Under Salek, a twenty-man junta calling itself the Military Committee for National Recovery (Comité Militaire de Redressement National--CMRN) assumed power. The CMRN was a centrist, moderate, pro-French and pro-Moroccan regime, whose first mandate was to bring peace to Mauritania. The Polisario, which believed Mauritania would withdrew from the war if given the opportunity, declared a unilateral cease-fire, which the CMRN accepted at once.

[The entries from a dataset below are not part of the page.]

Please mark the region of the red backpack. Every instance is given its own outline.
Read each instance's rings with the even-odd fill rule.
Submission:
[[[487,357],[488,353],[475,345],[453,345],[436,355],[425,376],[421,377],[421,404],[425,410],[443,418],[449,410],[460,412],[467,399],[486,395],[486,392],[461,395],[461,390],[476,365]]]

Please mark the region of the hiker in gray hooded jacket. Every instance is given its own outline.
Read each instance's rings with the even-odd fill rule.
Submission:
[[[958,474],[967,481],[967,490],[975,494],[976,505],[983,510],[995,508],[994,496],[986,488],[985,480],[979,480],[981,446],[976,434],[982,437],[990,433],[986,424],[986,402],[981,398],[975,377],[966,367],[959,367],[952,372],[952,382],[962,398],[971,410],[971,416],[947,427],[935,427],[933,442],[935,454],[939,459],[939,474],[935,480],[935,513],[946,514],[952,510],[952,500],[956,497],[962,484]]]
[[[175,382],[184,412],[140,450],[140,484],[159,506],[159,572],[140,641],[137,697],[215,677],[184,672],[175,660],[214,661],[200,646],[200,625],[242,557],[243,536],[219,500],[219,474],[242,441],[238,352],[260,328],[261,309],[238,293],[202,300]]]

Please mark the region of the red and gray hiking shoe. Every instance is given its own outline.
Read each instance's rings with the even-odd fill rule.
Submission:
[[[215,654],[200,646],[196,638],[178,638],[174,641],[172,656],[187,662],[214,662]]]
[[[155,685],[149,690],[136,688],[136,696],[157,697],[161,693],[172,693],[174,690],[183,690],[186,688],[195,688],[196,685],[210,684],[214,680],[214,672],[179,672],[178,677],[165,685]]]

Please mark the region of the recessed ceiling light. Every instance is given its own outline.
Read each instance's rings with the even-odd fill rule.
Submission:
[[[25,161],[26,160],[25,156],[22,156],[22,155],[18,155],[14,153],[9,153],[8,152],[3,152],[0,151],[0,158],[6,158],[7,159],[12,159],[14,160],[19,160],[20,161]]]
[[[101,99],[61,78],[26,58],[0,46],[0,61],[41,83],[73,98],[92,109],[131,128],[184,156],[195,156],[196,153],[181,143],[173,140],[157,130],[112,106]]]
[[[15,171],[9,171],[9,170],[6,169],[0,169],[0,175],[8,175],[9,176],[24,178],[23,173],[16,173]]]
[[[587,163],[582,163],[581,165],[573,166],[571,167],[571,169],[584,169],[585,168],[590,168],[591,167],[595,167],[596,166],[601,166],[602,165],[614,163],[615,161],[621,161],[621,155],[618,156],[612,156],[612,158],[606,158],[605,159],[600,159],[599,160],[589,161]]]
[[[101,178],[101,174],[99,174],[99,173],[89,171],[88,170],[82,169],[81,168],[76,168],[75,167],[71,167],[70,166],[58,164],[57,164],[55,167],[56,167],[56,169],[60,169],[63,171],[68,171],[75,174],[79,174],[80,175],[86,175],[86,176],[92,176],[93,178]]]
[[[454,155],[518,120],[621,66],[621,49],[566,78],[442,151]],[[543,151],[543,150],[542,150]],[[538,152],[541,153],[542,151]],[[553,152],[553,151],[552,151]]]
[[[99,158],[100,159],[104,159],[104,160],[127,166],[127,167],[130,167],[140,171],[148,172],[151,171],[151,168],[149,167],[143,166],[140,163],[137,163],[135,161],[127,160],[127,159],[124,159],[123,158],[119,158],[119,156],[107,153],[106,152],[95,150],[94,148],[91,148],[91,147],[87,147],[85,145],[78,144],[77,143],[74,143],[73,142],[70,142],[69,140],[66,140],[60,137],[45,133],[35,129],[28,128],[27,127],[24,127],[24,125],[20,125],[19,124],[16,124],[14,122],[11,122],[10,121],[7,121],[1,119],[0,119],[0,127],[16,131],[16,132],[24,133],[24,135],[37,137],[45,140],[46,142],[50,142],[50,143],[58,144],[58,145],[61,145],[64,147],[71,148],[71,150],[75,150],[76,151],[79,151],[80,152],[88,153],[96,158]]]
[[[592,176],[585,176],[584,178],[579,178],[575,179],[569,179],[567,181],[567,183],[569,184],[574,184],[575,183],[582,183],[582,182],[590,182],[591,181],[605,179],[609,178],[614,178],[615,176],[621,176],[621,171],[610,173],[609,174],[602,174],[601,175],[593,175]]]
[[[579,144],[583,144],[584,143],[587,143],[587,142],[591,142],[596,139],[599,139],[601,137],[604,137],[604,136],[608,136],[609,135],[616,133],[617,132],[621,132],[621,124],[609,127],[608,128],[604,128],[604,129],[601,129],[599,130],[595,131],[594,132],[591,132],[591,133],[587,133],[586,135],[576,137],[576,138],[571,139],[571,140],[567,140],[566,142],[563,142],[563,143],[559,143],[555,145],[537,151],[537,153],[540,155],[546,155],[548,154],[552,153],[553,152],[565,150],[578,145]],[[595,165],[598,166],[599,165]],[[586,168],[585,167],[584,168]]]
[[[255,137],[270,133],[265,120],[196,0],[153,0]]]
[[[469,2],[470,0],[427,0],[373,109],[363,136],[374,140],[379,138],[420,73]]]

Salek and the CMRN then directed its collective diplomatic attention to Morocco, whose troops were still thought necessary to protect SNIM operations and thus enable the Mauritanian economy to recover. Following Morocco's lead, the CMRN opposed the creation of a new, independent state in the Western Sahara, although Salek did not rule out the possibility of a federated state with limited autonomy. In the meantime, while Polisario guerrillas and Moroccan troops continued to fight, the Mauritanian Army withdrew from active participation in the war, although the CMRN was constrained from signing a peace treaty in order to placate Morocco. Within a short time, however, Polisario leaders had become increasingly impatient with Mauritania's inability to make a conclusive commitment to peace, and in April 1979 they demanded the evacuation of Mauritanian troops from Tiris al Gharbiyya as a precondition for further talks.